Still, Robin waits for me every morning for the walk to school. Even though my family isn't rich, even though I don't wear exactly the right things or carry the right supplies, I think maybe, just maybe, I could be popular too.
As Robin and I walk down Jones Road, we leave behind the girls we are with our families and head toward the girls we are on our own. Clouds of breath appear and disappear before us as we talk about school, teachers, and mutual friends. Half way down the hill on Revere we stop at the two-story house with a circular driveway and a broad front porch.
Bianca's mom answers the door in her bathrobe. "Morning girls," she says sleepily as she lets us into the warm entry hall. The Weston's house always looks and smells clean. "Bink! Your friends are here," Mrs. Weston yells up the stairway. "Hurry up!" Then Mrs. Weston turns to us.
"Cute sweater, Robin."
Robin and I look around the entry hall and wait.
"Sorry, guys," Bianca yells. "I'm almost ready."
"Your nails look nice," Mrs. Weston says holding my cold palm in her warm hand. She studies my fingers and the pale pink polish. "Where did you get them done?"
I've never had a manicure. "I did them myself," I say quietly, worried that doing your own nails isn't very cool.
"I wish I had the patience to do mine," Mrs. Weston says examining her French manicure and the red polish on her toes.
My mom files but never paints her nails.
Bianca rushes down the stairs, a messenger bag flung over her navy pea coat. Mrs. Weston looks her daughter up and down. "Your shoes don't match, Bink."
"Mom, they're fine. We're going to be late."

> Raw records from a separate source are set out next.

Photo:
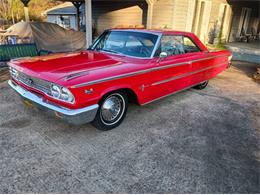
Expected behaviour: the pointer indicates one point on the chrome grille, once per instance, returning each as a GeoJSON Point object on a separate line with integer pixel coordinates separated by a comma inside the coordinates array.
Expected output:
{"type": "Point", "coordinates": [30, 81]}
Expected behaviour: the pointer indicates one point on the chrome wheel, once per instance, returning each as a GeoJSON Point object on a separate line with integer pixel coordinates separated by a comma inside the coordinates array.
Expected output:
{"type": "Point", "coordinates": [112, 109]}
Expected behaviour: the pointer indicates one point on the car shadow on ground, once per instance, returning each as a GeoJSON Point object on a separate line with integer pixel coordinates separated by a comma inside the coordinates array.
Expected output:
{"type": "Point", "coordinates": [191, 142]}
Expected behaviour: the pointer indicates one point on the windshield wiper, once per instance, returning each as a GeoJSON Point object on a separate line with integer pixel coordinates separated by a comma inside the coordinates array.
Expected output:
{"type": "Point", "coordinates": [107, 50]}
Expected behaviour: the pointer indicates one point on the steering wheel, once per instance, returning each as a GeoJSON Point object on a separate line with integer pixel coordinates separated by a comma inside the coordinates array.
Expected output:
{"type": "Point", "coordinates": [145, 51]}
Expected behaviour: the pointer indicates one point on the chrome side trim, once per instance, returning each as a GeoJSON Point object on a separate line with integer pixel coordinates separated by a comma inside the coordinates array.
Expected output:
{"type": "Point", "coordinates": [40, 101]}
{"type": "Point", "coordinates": [141, 72]}
{"type": "Point", "coordinates": [185, 75]}
{"type": "Point", "coordinates": [170, 94]}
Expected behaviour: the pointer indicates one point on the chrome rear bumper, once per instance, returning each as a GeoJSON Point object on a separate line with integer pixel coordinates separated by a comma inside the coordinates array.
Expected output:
{"type": "Point", "coordinates": [72, 116]}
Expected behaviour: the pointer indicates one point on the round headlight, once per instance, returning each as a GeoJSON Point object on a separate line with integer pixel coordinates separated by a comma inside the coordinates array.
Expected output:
{"type": "Point", "coordinates": [55, 91]}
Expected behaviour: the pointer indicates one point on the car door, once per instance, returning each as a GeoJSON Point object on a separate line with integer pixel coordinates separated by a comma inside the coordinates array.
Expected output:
{"type": "Point", "coordinates": [174, 72]}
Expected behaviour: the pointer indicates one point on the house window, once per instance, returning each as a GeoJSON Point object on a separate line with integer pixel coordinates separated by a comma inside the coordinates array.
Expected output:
{"type": "Point", "coordinates": [65, 21]}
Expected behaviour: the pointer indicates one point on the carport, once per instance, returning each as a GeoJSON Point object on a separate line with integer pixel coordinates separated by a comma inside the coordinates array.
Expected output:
{"type": "Point", "coordinates": [95, 9]}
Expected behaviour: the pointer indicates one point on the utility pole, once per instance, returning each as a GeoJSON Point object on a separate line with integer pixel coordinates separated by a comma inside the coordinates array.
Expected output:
{"type": "Point", "coordinates": [26, 12]}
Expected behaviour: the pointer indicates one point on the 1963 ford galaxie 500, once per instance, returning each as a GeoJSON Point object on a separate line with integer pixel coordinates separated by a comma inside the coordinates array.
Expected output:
{"type": "Point", "coordinates": [121, 66]}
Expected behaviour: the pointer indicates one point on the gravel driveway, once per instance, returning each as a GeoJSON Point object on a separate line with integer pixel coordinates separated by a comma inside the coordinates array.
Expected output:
{"type": "Point", "coordinates": [192, 142]}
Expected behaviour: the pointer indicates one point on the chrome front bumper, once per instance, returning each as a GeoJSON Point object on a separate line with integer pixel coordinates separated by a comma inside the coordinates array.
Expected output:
{"type": "Point", "coordinates": [72, 116]}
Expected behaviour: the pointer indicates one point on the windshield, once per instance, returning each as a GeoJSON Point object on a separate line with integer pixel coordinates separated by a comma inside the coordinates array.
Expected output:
{"type": "Point", "coordinates": [136, 44]}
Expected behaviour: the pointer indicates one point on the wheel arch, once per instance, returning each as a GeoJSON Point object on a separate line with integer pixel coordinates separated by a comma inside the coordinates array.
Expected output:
{"type": "Point", "coordinates": [131, 93]}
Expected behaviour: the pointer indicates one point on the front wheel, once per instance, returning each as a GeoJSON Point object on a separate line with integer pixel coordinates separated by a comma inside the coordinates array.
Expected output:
{"type": "Point", "coordinates": [112, 111]}
{"type": "Point", "coordinates": [201, 85]}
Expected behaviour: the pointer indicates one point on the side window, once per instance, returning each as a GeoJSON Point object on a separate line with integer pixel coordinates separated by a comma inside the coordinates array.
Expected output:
{"type": "Point", "coordinates": [177, 44]}
{"type": "Point", "coordinates": [189, 45]}
{"type": "Point", "coordinates": [172, 45]}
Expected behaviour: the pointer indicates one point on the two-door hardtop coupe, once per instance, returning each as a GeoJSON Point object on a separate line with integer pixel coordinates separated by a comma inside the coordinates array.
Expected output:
{"type": "Point", "coordinates": [122, 65]}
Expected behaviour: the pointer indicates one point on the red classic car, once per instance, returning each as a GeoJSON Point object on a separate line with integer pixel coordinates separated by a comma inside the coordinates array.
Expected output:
{"type": "Point", "coordinates": [121, 66]}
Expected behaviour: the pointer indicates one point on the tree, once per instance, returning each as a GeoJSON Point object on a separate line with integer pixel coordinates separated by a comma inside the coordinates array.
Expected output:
{"type": "Point", "coordinates": [12, 10]}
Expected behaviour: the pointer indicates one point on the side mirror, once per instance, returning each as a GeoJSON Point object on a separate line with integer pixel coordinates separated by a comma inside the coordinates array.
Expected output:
{"type": "Point", "coordinates": [162, 56]}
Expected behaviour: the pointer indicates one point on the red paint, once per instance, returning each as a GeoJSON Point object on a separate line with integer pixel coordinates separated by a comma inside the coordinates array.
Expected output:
{"type": "Point", "coordinates": [87, 66]}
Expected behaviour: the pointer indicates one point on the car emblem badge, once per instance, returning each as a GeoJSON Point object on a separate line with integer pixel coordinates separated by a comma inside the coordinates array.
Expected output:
{"type": "Point", "coordinates": [30, 81]}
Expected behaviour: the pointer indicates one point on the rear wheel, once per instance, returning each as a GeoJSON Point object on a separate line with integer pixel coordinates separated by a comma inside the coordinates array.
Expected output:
{"type": "Point", "coordinates": [201, 85]}
{"type": "Point", "coordinates": [112, 111]}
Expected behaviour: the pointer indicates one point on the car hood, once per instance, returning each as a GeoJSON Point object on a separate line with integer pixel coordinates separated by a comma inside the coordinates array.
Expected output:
{"type": "Point", "coordinates": [64, 66]}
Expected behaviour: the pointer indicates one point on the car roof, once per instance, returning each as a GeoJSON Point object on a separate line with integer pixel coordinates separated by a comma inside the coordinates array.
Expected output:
{"type": "Point", "coordinates": [153, 31]}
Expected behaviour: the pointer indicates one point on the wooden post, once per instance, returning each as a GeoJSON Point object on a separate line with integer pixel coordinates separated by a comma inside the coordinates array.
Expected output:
{"type": "Point", "coordinates": [77, 4]}
{"type": "Point", "coordinates": [88, 12]}
{"type": "Point", "coordinates": [26, 12]}
{"type": "Point", "coordinates": [149, 13]}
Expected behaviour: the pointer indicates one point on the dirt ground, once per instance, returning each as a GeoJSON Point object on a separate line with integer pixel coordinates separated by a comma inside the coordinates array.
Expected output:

Sometimes Bianca makes it out the door, sometimes she sprints back upstairs to change. I walk with Robin and Bianca, the two most popular girls, up the path by the irrigation ditch toward school. We take our time, walk slowly, and I start to understand: If I want to be popular I have to be patient. It's totally not cool to want to be cool. I have to watch for a pattern and figure out what it takes to be popular.